Adult learning is very different from the way kids learn. Unlike children who have limited muscle training, adults have long muscle memory from all those years they have been doing things. It is, therefore, hard to retrain their fingers to do something else. A teacher who specializes in teaching adults will be better versed to train your brand-new hand forms, posture, and movements.

As an adult, you also have other things that could take priority over practicing music. A teacher will help you to come up with a schedule that works for both of you.

Find a partner

A suitable teacher will play a massive role in keeping you motivated. However, playing a musical instrument when you are older takes time. It would help if you had someone you can encourage each other through the journey and laugh at yourselves. Better yet, find a community of music players who are learning so you can practice together.

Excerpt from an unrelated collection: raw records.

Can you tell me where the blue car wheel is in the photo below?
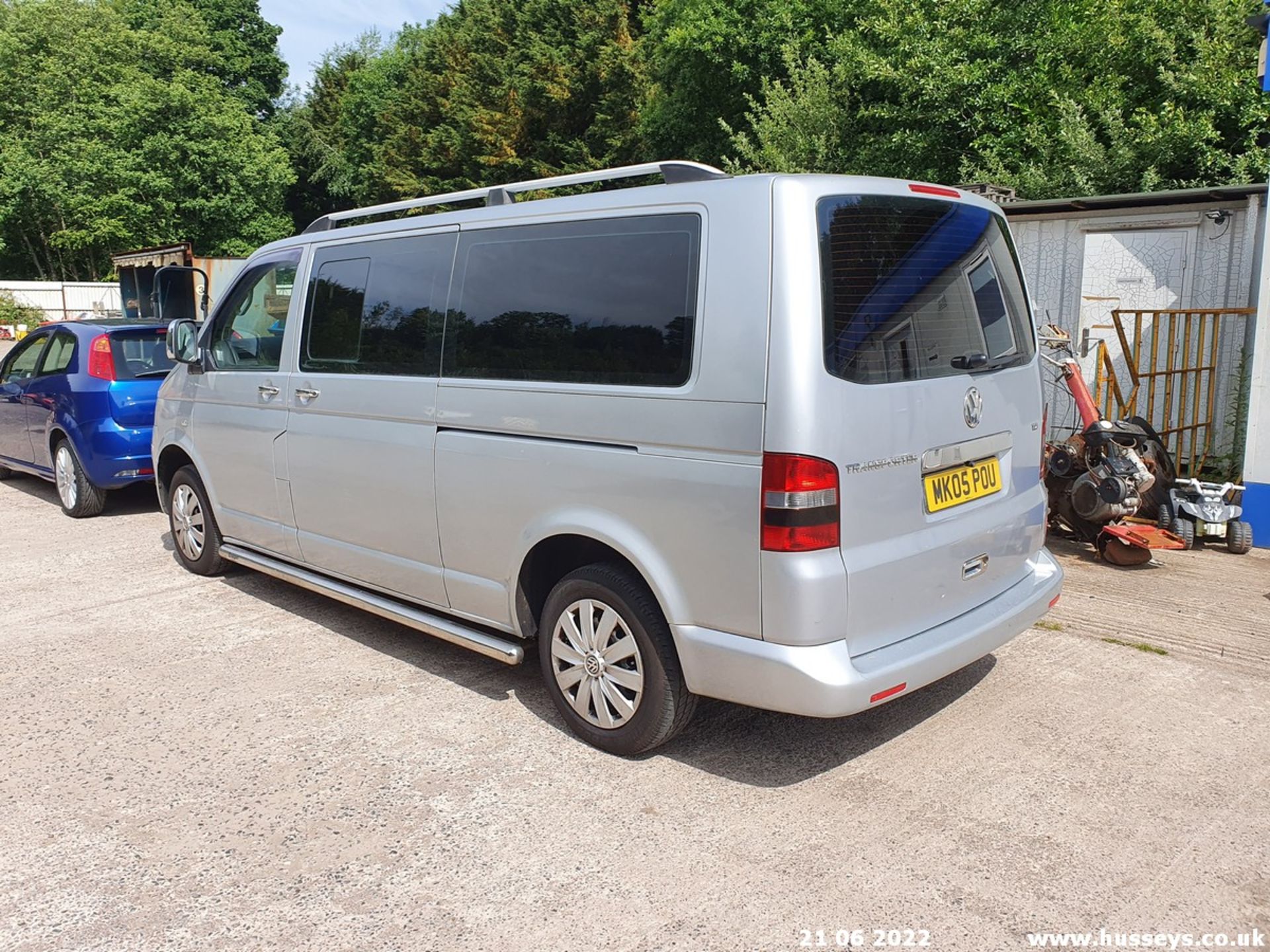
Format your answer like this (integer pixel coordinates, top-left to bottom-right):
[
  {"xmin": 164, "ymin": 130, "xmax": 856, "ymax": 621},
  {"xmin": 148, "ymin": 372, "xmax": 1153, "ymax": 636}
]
[{"xmin": 54, "ymin": 439, "xmax": 105, "ymax": 519}]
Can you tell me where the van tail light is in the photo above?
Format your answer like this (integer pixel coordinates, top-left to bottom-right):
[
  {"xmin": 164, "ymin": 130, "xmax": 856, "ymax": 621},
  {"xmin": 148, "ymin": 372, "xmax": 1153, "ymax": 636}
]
[
  {"xmin": 87, "ymin": 334, "xmax": 114, "ymax": 379},
  {"xmin": 762, "ymin": 453, "xmax": 838, "ymax": 552}
]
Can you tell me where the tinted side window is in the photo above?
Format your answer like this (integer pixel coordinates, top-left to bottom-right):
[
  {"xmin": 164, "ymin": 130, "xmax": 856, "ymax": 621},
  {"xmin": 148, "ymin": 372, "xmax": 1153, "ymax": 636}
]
[
  {"xmin": 300, "ymin": 232, "xmax": 456, "ymax": 377},
  {"xmin": 40, "ymin": 331, "xmax": 75, "ymax": 376},
  {"xmin": 0, "ymin": 335, "xmax": 48, "ymax": 383},
  {"xmin": 210, "ymin": 250, "xmax": 300, "ymax": 371},
  {"xmin": 443, "ymin": 214, "xmax": 701, "ymax": 387}
]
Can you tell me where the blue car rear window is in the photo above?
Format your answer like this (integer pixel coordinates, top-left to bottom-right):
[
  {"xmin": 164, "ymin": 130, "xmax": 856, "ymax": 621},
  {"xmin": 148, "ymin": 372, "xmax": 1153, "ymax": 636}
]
[{"xmin": 110, "ymin": 327, "xmax": 175, "ymax": 379}]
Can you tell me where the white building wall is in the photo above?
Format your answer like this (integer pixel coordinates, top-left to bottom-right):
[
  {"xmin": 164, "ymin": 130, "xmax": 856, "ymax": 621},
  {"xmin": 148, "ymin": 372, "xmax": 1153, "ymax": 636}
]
[{"xmin": 1006, "ymin": 194, "xmax": 1265, "ymax": 467}]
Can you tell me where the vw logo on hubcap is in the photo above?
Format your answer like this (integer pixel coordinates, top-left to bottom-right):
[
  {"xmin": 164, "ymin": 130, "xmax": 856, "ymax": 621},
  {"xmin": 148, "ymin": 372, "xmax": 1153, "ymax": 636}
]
[{"xmin": 961, "ymin": 387, "xmax": 983, "ymax": 429}]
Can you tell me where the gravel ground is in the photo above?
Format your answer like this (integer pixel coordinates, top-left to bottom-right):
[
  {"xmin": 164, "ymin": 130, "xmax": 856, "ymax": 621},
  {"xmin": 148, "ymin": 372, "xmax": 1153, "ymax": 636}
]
[{"xmin": 0, "ymin": 479, "xmax": 1270, "ymax": 949}]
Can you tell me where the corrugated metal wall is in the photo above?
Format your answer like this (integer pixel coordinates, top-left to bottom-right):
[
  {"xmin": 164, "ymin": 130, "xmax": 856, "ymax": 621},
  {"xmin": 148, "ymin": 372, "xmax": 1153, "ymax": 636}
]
[{"xmin": 1009, "ymin": 202, "xmax": 1265, "ymax": 467}]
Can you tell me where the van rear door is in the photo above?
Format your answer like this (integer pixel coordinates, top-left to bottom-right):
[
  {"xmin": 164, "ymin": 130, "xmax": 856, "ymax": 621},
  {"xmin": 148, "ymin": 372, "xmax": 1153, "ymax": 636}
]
[{"xmin": 767, "ymin": 182, "xmax": 1044, "ymax": 655}]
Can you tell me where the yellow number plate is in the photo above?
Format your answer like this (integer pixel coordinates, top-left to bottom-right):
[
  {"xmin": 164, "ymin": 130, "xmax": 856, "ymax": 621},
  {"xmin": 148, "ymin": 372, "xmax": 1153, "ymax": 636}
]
[{"xmin": 922, "ymin": 457, "xmax": 1001, "ymax": 513}]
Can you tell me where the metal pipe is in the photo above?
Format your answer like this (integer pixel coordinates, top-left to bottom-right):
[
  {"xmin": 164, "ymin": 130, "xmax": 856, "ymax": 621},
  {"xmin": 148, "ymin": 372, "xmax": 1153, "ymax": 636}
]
[{"xmin": 220, "ymin": 545, "xmax": 525, "ymax": 664}]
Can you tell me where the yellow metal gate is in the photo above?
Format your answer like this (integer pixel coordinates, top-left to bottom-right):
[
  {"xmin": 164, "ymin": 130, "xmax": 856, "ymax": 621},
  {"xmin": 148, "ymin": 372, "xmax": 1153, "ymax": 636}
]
[{"xmin": 1093, "ymin": 307, "xmax": 1255, "ymax": 476}]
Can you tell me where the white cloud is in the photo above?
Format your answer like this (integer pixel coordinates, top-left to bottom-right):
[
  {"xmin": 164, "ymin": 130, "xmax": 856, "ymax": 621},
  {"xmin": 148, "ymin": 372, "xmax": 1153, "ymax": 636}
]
[{"xmin": 261, "ymin": 0, "xmax": 450, "ymax": 87}]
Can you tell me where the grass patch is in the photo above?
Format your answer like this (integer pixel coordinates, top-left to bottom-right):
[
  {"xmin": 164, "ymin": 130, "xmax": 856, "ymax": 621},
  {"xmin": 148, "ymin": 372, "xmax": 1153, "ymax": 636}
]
[{"xmin": 1103, "ymin": 639, "xmax": 1168, "ymax": 655}]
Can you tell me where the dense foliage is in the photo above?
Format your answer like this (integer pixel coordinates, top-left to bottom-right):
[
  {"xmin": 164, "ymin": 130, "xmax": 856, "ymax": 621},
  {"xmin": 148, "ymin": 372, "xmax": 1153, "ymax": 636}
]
[
  {"xmin": 0, "ymin": 0, "xmax": 1270, "ymax": 278},
  {"xmin": 0, "ymin": 0, "xmax": 294, "ymax": 279}
]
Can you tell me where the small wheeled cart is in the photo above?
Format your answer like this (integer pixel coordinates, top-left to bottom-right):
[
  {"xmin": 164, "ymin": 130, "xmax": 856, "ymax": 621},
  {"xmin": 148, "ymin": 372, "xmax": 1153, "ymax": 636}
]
[{"xmin": 1160, "ymin": 479, "xmax": 1252, "ymax": 555}]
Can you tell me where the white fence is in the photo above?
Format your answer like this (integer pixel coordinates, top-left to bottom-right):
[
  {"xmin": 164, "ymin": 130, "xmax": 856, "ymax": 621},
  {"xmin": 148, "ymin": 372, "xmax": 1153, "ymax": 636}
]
[{"xmin": 0, "ymin": 280, "xmax": 122, "ymax": 330}]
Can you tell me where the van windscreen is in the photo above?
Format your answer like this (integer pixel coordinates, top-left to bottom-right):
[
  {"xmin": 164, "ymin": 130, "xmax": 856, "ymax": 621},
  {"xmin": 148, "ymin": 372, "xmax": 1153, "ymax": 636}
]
[{"xmin": 817, "ymin": 196, "xmax": 1037, "ymax": 383}]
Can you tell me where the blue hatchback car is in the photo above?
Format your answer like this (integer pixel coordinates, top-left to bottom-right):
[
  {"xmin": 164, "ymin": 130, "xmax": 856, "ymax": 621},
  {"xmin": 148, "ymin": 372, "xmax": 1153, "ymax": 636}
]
[{"xmin": 0, "ymin": 319, "xmax": 173, "ymax": 518}]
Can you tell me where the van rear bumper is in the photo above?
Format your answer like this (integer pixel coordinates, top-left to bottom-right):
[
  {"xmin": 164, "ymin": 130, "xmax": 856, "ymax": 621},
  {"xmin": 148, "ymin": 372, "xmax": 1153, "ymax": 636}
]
[{"xmin": 672, "ymin": 548, "xmax": 1063, "ymax": 717}]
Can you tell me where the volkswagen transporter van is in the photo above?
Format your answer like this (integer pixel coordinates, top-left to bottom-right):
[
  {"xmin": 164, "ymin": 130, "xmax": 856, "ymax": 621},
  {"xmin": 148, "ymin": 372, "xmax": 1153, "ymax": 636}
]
[{"xmin": 153, "ymin": 163, "xmax": 1062, "ymax": 754}]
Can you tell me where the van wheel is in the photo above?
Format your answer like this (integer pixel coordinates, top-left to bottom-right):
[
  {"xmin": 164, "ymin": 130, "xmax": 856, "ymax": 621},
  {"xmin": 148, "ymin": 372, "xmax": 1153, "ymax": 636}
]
[
  {"xmin": 1226, "ymin": 519, "xmax": 1252, "ymax": 555},
  {"xmin": 167, "ymin": 466, "xmax": 225, "ymax": 575},
  {"xmin": 538, "ymin": 563, "xmax": 697, "ymax": 755},
  {"xmin": 54, "ymin": 439, "xmax": 105, "ymax": 519}
]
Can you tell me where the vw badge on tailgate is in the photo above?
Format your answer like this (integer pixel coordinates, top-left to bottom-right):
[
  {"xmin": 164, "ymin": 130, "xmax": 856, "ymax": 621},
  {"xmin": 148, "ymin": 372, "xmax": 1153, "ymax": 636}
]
[{"xmin": 961, "ymin": 387, "xmax": 983, "ymax": 429}]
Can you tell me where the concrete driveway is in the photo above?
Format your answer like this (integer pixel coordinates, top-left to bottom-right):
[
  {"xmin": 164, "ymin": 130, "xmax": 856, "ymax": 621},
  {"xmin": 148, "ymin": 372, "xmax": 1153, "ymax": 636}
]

Be careful, however, not to compare yourself to each other because you will learn at a different pace.

Set reasonable goals

What is your end game after you learn how to play that guitar? Do you want to play in a band, play in church, or entertain your kids after dinner? It is very common for a beginner to aim high and dream about making music for others. However, in the beginning, you should take it one step at a time.

Maybe your first goal can be playing something that vaguely resembles music, and then you can move to make your teacher happy. With time and practice, the sky is the limit.

Use your transferable skills to play an instrument

The best thing about adult learning music is that you already know a lot of things. Your brain is full of skills that will help you in your journey of music. For instance, skills like analytical thinking come in handy when playing instruments because you want to know why something happens. You have also mastered the art of typing without even looking at the keyboard. Use those skills to place your fingers in the right place when playing an instrument.

When asked what advice they would give beginners, people who started playing instruments at an old age said you need to enjoy the rewards. With practice, you will realize your memory is improving, your hands are lighter, and you are generally happier. Enjoy every step and celebrate even the smallest milestone.